Bila meninjau dalam hal kemampuan anak didik untuk menangani rasa cemas, Shinkfield (2010) mengemukakan bahwa seorang narapidana akan merasa berkurang tingkat kecemasannya jika selama masa pembinaan mendapatkan kesempatan untuk mengemukakan hal yang membuat dirinya cemas dan akan berpengaruh terhadap kesiapan dirinya untuk kembali ke kehidupan bermasyarakat. Kecemasan akan menjadi salah satu dampak dari

adanya komunikasi interpersonal dalam diri anak didik yang terganggu. Perasaan akan rendah diri dan memiliki pandangan negatif terhadap dirinya sendiri menandakan rendahnya kesiapan dari anak didik dalam menghadapi proses integrasi ke dalam masyarakat menjelang masa pembebasan nanti. Bila kesiapan mental bagi anak didik kurang dalam hal penanganan kecemasan, maka hal ini akan menjadi salah satu hal yang menghambat kemampuan sosial anak didik untuk mencapai tujuan yang diinginkan dalam kehidupan bermasyarakat.
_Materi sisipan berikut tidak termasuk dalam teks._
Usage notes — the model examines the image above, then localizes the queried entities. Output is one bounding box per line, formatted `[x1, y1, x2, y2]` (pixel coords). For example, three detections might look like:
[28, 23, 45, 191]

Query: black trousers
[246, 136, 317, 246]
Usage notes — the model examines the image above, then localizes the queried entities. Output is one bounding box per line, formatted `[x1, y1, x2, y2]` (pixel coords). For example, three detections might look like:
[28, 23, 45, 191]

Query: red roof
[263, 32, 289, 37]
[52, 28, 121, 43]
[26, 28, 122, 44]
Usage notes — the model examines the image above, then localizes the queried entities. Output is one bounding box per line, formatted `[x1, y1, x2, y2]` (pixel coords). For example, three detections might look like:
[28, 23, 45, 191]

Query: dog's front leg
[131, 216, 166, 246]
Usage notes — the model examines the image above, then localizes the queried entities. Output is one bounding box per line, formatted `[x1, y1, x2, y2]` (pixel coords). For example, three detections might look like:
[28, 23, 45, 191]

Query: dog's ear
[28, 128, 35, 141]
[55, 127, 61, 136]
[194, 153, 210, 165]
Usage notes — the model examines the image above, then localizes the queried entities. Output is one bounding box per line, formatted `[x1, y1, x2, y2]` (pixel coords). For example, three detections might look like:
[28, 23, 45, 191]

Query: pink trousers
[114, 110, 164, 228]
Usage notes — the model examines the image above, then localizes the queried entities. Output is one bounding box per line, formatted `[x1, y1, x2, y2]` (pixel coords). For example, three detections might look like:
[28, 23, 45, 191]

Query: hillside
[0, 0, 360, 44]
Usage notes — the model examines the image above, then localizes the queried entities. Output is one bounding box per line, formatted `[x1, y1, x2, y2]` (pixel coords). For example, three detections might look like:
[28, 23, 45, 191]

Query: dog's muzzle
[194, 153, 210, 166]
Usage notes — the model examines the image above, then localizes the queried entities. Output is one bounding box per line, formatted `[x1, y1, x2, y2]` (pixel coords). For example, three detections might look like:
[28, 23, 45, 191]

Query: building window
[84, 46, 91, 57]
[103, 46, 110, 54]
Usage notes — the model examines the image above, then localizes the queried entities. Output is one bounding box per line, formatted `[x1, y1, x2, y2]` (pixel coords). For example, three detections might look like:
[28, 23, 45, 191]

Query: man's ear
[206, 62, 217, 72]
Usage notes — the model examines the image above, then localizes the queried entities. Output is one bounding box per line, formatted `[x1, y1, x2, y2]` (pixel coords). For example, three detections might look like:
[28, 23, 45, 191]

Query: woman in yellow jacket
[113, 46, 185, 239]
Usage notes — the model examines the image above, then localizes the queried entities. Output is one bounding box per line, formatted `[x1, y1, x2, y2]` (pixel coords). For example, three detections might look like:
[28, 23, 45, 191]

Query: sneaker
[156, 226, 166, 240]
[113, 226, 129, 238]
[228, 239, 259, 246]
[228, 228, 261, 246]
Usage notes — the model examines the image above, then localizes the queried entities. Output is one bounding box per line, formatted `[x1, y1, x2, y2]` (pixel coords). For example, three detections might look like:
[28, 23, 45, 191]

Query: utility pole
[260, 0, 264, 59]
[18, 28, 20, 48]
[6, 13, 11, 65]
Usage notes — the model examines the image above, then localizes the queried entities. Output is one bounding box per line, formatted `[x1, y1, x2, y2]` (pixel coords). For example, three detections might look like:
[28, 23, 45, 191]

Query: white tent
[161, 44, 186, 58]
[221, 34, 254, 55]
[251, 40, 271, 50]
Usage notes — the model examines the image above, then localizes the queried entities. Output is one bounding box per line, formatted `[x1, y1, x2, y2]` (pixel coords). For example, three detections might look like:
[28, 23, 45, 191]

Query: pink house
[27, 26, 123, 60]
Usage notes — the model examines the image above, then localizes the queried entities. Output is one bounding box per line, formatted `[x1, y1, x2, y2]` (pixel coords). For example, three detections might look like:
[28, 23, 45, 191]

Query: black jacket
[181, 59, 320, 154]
Atas penelaahan lebih lanjut, Hawari (2001) mengemukakan beberapa ciri gejala seseorang yang mengalami kecemasan diantaranya:

1. Cemas, khawatir, firasat buruk, takut akan pikirannya sendiri, mudah tersinggung

2. Merasa tegang, tidak tenang, gelisah, mudah terkejut; 3. Takut sendirian, takut pada keramaian dan banyak orang;

4. Gangguan pola tidur, mimpi-mimpi yang menegangkan;

5. Gangguan konsentrasi dan daya ingat

6. Keluhan-keluhan somatic, misalnya rasa sakit pada otot dan tulang pendengaran berdenging (tinitus), berdebar-debar, sesak nafas, gangguan pencernaan, gangguan perkemihan, sakit kepala, dan lain sebagainya.

Berdasarkan pemaparan di atas, maka dapat diketahui bahwa kesiapan mental bagi anak didik Lembaga Pembinaan Khusus Anak akan terkait dengan kematangan emosional, penanganan diri melalui aktivitas spiritual dan pemenuhan kebutuhan sosial, kepercayaan diri, dan kecemasan dirinya dalam menghadapi proses integrasi ke dalam masyarakat. Hal ini perlu untuk ditinjau ketika anak didik akan menghadapi proses integrasi ke dalam masyarakat dengan situasi dan kondisi lingkungan masyarakat yang berbeda selepas keluar dari Lembaga Pembinaan Khusus Anak.